Thursday, May 31, 2012

Finding my voice


I thought my journey would not begin until after I left the states
But no matter where I am or where I go
I can never get away from myself
I just spent some of the most loneliest days of my life

All because I cannot express myself
I have never been able to express my feelings
for a long time i had no feelings or emotions
I used to be very defensive
I was so bad I could not remember what I said
I was just on autopilot

I hold everything in
I want to speak
but i cannot find the words
they do not form
they get trapped inside of me
i do not even know what to say
or how to say it
It is so bad that it actually hurts me physically
it is like a small metal spiky ball that gets lodged in the back of my throat
all the words i ever wanted to say
all the feelings i have never been able to express
Trapped in my body

My inability to speak up for myself allows people to miss treat me
It gives them power over me
It breaks my spirit and drives me even further into a downward spiralling abyss of silence

I matter
I am important.
I am filled with love and light.
I am enough.

I love myself and I am filled with God's love
That is enough....

Few days ago when I started this post I was with someone that had power over me.
Because I empowered him
I gave him all this power over me
All because I could not say NO
No you cannot treat me this way
No I deserve respect
NO

I just gave in without a fight
What does that say about me ?

Monday, May 21, 2012

Last weekend in NYC


Everything happened so fast
Too fast
It started last Sunday
That is when I officially started to unravel
I did not go to work that day
or the next day and the day after that
I think I quit.....
All I know is that I haven't been back since.

I just sat on the couch
I think I had finally hit the peak of my depression

On Wednesday I went to the movies with my best friend A
As I sat there I finally realized what I was to afraid to do
What I should have done in January after I lost my job
I was finally ready
It was time for me to leave.
As we were leaving the theater I told her "I'm leaving"

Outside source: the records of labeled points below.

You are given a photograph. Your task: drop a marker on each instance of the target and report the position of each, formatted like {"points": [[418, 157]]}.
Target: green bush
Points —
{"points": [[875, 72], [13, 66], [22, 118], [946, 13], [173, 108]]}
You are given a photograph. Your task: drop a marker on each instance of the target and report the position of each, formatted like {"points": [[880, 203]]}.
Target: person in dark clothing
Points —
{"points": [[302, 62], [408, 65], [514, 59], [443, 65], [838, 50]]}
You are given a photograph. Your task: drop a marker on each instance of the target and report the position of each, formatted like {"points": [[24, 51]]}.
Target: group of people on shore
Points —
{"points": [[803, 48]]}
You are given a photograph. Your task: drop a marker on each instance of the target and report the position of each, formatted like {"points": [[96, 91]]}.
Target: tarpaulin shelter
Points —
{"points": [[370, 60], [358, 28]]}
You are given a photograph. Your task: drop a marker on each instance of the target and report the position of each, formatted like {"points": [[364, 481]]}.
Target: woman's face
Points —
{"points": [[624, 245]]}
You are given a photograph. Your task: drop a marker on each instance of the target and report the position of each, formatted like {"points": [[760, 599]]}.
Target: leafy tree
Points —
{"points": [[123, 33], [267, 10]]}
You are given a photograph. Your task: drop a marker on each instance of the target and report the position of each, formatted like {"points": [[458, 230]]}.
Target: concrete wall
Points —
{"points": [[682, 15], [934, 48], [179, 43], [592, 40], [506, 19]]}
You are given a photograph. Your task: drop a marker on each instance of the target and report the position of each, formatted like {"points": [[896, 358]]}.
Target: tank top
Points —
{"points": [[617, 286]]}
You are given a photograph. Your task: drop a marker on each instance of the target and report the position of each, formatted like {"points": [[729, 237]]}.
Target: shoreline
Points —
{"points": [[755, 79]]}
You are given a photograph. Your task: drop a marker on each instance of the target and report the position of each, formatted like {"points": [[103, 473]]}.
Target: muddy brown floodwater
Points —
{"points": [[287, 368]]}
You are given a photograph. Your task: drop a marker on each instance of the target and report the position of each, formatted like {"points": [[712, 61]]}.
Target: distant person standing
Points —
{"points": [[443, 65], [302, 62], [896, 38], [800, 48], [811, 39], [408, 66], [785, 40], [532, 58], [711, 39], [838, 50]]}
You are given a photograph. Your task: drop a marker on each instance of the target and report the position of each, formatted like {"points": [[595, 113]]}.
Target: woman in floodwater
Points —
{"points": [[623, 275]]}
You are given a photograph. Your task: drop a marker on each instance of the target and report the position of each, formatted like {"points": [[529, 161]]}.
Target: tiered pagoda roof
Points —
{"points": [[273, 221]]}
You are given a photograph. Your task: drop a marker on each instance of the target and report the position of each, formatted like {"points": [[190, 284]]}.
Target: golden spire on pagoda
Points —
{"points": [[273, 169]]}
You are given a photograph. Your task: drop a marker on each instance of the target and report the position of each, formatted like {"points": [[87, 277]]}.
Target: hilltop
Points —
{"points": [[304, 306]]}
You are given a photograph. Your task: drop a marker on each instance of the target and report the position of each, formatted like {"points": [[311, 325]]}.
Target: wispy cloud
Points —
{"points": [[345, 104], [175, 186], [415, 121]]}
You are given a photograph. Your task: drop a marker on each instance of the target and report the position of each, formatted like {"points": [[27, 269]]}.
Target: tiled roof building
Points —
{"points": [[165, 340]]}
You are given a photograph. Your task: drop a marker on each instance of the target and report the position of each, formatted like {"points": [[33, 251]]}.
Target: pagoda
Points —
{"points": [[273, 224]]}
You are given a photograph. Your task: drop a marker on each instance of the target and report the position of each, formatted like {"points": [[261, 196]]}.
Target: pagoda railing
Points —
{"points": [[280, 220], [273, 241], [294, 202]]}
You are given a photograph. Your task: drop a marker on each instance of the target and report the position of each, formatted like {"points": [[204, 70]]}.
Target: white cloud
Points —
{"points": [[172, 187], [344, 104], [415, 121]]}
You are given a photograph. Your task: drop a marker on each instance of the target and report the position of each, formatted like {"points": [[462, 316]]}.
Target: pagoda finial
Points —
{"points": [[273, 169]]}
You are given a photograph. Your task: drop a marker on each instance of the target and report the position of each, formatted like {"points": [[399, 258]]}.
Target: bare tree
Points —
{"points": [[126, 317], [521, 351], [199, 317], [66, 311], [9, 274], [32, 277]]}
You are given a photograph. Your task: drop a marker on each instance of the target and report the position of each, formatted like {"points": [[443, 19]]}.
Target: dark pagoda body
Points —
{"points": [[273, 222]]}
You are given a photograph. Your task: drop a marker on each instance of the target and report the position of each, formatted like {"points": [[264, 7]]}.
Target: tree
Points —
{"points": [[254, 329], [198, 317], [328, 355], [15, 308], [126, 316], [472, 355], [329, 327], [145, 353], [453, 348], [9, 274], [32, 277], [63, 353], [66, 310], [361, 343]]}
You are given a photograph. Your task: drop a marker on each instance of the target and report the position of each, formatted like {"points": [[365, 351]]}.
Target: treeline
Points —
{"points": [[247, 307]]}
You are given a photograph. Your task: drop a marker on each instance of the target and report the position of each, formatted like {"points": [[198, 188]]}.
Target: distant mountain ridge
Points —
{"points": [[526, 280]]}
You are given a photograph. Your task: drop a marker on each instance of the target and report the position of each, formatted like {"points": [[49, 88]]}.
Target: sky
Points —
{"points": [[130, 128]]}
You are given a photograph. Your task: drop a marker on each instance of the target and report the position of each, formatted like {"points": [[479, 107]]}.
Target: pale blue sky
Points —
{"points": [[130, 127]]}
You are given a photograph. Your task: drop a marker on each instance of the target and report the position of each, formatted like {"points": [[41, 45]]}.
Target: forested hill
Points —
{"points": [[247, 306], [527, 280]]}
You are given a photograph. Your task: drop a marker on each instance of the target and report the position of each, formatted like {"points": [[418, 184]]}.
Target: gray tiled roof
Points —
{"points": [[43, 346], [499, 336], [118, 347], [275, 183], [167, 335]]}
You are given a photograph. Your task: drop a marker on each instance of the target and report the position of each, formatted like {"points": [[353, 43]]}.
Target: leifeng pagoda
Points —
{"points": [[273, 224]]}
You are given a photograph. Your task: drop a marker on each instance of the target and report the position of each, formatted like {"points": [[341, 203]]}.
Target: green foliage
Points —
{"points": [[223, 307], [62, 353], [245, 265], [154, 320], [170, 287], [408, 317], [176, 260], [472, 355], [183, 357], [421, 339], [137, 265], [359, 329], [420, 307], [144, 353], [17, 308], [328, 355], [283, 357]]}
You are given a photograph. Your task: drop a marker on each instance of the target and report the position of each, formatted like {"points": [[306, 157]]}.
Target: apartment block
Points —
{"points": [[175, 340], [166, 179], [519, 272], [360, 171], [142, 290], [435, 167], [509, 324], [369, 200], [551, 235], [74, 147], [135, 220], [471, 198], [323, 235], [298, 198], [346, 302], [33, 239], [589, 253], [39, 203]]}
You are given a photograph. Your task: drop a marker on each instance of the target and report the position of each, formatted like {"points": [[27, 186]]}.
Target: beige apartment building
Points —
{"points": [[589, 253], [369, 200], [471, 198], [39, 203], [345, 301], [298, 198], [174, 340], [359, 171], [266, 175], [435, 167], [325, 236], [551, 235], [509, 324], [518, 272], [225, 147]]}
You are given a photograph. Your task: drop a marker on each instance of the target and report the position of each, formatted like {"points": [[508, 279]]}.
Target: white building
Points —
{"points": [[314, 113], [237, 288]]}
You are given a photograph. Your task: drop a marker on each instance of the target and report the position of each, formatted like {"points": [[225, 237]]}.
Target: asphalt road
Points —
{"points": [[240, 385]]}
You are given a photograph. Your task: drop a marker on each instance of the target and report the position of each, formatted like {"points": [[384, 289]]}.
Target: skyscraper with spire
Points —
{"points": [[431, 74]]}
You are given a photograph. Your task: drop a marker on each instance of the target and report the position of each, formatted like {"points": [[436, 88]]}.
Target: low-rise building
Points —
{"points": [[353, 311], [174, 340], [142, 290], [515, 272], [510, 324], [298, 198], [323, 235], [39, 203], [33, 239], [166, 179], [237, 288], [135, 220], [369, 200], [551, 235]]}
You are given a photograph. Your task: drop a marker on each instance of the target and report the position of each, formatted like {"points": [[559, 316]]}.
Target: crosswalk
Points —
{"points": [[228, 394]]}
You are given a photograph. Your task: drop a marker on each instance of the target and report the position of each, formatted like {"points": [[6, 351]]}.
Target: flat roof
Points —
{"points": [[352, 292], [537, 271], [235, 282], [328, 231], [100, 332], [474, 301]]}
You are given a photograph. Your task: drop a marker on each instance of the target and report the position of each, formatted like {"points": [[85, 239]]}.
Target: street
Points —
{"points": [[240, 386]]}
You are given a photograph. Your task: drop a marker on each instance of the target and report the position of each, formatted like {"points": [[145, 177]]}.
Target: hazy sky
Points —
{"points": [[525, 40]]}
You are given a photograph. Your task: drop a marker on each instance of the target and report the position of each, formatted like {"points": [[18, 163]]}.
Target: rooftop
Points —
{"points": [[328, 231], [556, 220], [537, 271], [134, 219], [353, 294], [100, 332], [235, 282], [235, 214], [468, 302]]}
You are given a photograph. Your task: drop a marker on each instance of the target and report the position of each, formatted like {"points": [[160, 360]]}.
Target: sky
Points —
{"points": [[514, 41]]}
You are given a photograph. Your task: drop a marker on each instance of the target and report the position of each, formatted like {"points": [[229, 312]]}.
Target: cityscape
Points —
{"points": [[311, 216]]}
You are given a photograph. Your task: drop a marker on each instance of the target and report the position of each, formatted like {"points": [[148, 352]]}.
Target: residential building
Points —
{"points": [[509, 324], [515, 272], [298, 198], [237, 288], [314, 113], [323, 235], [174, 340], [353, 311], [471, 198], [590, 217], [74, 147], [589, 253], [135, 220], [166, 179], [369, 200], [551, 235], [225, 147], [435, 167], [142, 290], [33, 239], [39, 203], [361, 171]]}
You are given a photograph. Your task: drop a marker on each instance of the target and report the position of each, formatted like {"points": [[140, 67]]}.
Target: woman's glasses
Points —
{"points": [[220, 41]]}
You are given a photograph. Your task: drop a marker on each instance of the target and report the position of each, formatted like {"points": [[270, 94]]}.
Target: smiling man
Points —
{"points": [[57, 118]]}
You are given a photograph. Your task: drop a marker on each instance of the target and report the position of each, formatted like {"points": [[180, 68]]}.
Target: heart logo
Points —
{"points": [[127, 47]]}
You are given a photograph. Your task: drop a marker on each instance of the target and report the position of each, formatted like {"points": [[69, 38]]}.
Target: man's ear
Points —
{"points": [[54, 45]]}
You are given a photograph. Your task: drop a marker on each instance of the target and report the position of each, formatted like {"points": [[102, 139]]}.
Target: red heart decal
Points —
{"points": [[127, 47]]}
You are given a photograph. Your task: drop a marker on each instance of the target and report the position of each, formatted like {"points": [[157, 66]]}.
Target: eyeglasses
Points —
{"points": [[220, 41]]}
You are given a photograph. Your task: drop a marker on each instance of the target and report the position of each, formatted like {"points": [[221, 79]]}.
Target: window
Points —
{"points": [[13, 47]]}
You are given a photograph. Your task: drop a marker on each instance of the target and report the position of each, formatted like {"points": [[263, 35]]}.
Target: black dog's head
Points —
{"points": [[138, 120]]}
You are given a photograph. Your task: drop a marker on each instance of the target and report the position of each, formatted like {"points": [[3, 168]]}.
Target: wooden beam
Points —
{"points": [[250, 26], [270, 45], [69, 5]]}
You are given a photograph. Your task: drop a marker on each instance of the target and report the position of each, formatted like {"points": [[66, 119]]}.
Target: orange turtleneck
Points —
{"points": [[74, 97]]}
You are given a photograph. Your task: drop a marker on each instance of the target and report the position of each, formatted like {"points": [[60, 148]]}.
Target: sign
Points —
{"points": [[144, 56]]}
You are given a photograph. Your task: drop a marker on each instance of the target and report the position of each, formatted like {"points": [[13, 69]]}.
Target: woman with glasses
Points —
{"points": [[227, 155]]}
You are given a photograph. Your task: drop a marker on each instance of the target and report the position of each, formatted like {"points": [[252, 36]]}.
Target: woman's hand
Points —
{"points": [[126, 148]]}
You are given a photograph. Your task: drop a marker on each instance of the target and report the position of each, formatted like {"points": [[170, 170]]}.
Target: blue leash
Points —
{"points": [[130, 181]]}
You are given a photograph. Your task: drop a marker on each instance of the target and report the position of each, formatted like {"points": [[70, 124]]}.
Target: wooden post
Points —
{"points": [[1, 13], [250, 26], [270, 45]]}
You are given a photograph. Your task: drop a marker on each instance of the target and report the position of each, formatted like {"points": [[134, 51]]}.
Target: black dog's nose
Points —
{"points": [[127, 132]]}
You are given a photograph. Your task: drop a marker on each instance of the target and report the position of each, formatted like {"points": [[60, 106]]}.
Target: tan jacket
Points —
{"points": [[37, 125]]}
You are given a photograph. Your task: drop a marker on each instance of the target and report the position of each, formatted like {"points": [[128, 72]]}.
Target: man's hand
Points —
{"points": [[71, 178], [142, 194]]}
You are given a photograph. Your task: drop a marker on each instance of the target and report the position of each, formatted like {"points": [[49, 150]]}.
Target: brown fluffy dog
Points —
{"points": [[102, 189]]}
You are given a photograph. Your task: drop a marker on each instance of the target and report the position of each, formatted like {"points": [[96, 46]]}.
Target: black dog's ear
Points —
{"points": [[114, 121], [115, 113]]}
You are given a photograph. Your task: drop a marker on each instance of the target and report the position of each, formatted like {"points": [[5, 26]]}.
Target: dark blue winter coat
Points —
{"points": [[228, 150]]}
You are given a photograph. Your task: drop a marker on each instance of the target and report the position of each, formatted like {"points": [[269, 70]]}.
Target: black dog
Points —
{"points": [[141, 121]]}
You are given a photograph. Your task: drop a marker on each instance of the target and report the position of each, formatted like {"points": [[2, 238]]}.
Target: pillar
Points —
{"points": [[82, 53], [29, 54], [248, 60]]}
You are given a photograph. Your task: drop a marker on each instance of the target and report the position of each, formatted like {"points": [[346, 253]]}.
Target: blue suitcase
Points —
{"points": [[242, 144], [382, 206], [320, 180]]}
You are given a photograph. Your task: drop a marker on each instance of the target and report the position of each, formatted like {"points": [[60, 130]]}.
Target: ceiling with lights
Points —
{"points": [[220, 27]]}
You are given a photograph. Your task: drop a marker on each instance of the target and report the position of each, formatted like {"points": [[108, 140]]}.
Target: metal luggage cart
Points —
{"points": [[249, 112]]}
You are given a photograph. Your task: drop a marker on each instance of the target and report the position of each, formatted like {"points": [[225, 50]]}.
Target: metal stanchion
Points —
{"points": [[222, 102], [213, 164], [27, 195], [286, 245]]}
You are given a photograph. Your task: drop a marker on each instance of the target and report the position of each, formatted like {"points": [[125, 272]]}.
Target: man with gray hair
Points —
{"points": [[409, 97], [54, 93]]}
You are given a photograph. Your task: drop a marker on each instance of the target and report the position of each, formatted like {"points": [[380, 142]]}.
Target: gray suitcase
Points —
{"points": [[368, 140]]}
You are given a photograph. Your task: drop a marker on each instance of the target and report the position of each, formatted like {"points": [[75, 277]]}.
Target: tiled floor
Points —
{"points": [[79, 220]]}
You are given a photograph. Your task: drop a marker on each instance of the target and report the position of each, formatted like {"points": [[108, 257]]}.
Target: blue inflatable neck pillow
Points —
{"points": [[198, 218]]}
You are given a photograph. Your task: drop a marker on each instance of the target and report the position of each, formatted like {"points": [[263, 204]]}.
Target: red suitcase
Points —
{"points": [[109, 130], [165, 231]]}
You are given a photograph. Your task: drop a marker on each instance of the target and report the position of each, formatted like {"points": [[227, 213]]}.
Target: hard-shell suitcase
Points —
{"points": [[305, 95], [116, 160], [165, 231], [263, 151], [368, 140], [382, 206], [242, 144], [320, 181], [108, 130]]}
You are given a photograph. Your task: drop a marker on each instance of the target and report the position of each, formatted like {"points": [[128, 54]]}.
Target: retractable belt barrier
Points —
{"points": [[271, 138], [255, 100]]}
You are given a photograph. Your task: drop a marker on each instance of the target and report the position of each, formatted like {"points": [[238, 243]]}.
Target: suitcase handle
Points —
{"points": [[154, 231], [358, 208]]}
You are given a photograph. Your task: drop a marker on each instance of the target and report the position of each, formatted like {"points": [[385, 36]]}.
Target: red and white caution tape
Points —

We went into the book store
Got my South America travel guide
I was up all night reading it
Booked my flight on Thursday
I am leaving Tuesday
I cashed in my miles
First stop Tampa
to say goodbye to friends
Then in nine days I will begin in Ecuador

I feel normal
For the first time in a long time,
I can say that I am happy

Didn't realize it until half way through Saturday night that,
that would be my last weekend in NYC
I love my city
This is my home!

Went out with a bang I danced my ass off until 4am
Had tacos at the stand by my house and stayed up with friends til 8am
Got up at 2pm and said goodbye to two of my best friends.